Pogge: Wären die 2,9 Prozent des globalen Haushaltseinkommens, die in Wirklichkeit die reichsten fünf Prozent hinzugewonnen haben, stattdessen der ärmeren Hälfte zugefallen, dann hätte sich deren Anteil von 3,5 auf 6,4 Prozent fast verdoppelt und die Weltarmut hätte schon 2008 beseitigt sein können.

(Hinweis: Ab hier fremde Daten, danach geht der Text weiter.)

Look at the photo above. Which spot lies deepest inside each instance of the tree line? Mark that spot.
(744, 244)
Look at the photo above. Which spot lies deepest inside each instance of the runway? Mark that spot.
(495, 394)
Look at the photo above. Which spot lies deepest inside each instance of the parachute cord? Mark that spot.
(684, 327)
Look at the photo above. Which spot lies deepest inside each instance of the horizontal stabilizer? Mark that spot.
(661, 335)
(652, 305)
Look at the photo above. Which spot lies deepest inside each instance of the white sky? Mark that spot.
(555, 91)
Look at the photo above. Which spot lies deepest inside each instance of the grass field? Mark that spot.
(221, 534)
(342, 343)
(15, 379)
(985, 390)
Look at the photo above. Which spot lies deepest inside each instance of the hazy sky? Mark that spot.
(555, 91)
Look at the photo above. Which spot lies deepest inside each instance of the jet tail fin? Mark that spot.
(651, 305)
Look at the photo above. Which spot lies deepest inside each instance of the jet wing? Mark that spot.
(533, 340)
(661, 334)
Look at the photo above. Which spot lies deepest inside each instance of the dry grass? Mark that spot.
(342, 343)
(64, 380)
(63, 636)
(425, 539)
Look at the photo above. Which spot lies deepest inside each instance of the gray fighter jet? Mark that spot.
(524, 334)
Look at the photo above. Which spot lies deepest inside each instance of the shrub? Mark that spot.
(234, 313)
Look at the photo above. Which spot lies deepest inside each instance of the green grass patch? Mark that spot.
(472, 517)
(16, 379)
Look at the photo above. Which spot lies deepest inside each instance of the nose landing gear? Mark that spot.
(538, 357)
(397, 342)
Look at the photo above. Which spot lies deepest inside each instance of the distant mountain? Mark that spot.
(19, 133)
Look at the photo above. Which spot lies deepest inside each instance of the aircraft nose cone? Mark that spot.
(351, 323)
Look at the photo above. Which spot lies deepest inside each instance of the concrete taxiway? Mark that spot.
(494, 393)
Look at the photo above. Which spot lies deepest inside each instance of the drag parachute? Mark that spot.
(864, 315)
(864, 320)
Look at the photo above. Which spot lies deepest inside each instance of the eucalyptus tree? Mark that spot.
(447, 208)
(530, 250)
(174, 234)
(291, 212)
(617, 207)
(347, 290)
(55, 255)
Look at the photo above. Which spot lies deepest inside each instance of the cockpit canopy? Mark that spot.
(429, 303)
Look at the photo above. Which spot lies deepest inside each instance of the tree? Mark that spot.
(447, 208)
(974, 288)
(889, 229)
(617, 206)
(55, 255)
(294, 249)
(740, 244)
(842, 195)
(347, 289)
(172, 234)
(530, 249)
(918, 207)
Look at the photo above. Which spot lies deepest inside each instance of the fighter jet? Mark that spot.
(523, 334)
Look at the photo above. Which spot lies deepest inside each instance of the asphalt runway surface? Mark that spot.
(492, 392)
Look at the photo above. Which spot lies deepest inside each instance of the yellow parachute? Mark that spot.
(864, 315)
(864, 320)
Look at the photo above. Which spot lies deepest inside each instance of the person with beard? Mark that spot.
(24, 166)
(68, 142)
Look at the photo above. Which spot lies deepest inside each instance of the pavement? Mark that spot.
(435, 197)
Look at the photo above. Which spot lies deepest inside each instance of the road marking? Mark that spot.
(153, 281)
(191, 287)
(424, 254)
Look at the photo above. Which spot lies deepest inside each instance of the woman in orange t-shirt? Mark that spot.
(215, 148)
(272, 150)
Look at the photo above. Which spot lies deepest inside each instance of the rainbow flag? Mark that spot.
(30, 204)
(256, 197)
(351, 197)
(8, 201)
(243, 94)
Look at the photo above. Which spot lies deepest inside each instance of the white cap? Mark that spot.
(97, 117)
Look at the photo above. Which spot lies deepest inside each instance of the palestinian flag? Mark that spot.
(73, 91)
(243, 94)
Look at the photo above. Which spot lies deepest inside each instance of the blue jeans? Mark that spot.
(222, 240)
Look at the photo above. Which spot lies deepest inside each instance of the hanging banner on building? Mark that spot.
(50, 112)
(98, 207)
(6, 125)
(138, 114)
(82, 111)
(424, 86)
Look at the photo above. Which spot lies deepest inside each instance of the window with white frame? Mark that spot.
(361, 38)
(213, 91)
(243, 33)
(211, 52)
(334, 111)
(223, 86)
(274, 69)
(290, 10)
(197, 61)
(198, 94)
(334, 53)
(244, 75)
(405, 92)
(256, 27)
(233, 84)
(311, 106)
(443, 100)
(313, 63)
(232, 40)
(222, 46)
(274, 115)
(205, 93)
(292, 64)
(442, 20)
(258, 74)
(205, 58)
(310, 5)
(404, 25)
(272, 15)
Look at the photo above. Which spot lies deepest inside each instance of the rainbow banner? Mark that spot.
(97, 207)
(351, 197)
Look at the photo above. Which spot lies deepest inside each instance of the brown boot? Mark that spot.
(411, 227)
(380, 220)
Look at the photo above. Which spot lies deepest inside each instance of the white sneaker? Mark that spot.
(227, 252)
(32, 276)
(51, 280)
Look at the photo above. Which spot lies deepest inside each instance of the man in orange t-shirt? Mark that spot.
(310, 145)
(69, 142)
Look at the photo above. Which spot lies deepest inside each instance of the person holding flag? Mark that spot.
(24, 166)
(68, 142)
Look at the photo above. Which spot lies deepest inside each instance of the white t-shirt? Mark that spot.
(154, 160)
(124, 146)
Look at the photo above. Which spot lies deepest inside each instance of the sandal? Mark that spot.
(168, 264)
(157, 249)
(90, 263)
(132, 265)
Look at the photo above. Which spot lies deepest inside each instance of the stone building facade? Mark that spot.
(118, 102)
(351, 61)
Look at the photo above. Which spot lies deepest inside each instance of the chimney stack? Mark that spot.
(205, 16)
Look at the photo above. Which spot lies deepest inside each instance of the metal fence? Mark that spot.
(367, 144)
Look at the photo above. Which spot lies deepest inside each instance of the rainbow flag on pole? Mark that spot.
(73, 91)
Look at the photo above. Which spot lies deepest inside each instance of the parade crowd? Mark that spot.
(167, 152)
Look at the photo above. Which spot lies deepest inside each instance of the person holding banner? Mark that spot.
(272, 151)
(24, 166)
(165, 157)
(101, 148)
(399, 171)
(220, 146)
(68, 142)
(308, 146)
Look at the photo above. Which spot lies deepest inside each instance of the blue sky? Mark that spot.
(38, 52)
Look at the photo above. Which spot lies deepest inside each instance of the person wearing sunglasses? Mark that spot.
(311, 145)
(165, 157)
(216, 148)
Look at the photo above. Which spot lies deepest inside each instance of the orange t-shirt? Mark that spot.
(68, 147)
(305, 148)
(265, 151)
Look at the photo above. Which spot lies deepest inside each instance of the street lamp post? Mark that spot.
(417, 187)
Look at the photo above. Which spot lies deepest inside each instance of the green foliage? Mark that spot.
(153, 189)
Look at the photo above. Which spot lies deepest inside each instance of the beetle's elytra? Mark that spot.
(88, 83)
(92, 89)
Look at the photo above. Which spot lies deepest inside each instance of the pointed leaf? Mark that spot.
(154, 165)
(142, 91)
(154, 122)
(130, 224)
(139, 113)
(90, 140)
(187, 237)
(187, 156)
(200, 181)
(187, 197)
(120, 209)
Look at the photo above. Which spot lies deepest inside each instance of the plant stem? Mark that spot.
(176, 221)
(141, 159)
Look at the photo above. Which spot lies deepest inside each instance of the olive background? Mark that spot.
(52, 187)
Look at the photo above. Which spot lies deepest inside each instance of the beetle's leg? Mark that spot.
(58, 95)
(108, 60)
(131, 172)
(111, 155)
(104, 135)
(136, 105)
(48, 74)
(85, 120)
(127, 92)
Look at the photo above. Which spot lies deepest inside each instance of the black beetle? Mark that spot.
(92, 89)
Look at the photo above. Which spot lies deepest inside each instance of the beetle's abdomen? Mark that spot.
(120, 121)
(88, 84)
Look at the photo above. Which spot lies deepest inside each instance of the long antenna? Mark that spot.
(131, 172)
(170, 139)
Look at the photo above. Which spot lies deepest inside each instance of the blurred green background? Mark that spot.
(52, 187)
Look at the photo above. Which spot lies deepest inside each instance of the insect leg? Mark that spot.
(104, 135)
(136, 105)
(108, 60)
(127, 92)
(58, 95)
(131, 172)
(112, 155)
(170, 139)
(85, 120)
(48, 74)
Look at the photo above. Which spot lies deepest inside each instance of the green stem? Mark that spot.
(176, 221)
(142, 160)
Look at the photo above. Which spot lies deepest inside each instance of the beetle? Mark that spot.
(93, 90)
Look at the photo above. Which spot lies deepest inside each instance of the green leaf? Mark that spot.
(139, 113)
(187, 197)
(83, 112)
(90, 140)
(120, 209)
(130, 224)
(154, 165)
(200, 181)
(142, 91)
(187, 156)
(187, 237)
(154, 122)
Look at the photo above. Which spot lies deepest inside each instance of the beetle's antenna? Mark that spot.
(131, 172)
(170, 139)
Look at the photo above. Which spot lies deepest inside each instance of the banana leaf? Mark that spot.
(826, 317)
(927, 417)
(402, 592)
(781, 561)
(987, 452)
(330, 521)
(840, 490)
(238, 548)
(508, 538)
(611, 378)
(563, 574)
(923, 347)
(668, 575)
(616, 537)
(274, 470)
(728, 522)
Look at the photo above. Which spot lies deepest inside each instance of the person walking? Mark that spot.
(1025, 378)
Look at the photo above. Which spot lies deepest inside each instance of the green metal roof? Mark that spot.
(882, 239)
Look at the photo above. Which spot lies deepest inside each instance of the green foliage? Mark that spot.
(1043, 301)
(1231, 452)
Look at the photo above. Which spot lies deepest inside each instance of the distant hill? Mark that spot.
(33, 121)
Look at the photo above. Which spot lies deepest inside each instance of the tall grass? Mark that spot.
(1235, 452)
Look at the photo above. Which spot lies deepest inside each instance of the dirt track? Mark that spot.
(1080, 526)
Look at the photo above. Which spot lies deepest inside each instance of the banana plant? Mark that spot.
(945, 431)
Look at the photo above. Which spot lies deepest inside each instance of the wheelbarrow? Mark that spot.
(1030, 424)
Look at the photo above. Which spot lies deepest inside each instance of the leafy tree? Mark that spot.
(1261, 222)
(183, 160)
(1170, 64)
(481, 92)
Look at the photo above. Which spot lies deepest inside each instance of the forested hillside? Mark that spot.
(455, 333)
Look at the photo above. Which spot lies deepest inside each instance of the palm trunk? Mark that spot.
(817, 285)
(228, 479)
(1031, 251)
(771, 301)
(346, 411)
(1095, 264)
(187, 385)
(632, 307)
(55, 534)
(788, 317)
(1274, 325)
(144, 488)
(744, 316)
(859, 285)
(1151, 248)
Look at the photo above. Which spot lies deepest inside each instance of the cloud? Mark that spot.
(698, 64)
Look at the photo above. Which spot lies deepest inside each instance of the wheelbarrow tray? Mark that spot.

In Artikel 25 der Allgemeinen Erklärung der Menschenrechte von 1948 heißt es: „Jeder hat das Recht auf einen Lebensstandard, der für seine und seiner Familie Gesundheit und Wohlbefinden ausreichend ist, einschließlich Nahrung, Kleidung, Wohnung, ärztliche Versorgung und notwendige soziale Leistungen.” Dies sei, sagt Pogge, das am wenigsten verwirklichte Menschenrecht. Und er formuliert: „Unter den bestehenden Weltwirtschaftsregeln sind die Menschenrechte der meisten Menschen vorhersehbarerweise nicht erfüllt.“ Mit alternativen Regeln aber wäre „ein Großteil dieses Menschenrechtsdefizits plausibel vermeidbar“.

Die Weltwirtschaftsordnung sei „extrem menschenrechtsfeindlich“, die Reichen und Einflussreichen setzten die Regeln zu ihren eigenen Gunsten und damit eine Ungleichheitsspirale in Gang. Pogge zeigt die Bedeutung des Lobbyismus am Beispiel der USA auf, nennt Beispiele dafür, wie Konzerne die Politik lenken und weist darauf hin, dass die Lobby auf der bedeutsamer werdenden internationalen Ebene noch wesentlich leichteres Spiel habe: Dort fehlen demokratische Strukturen und Transparenz, dort setze man sich auch über moralische Bedenken noch leichter hinweg.

Das Finanzsystem, der Protektionismus, der Klimawandel und die Patente auf Medikamente sind nach Pogge die Faktoren, die den ärmsten am meisten zu schaffen machen. Hinzu kommen Bürgerkriege, Korruption und Waffenhandel sowie ein ausbeuterisches Arbeitsrecht.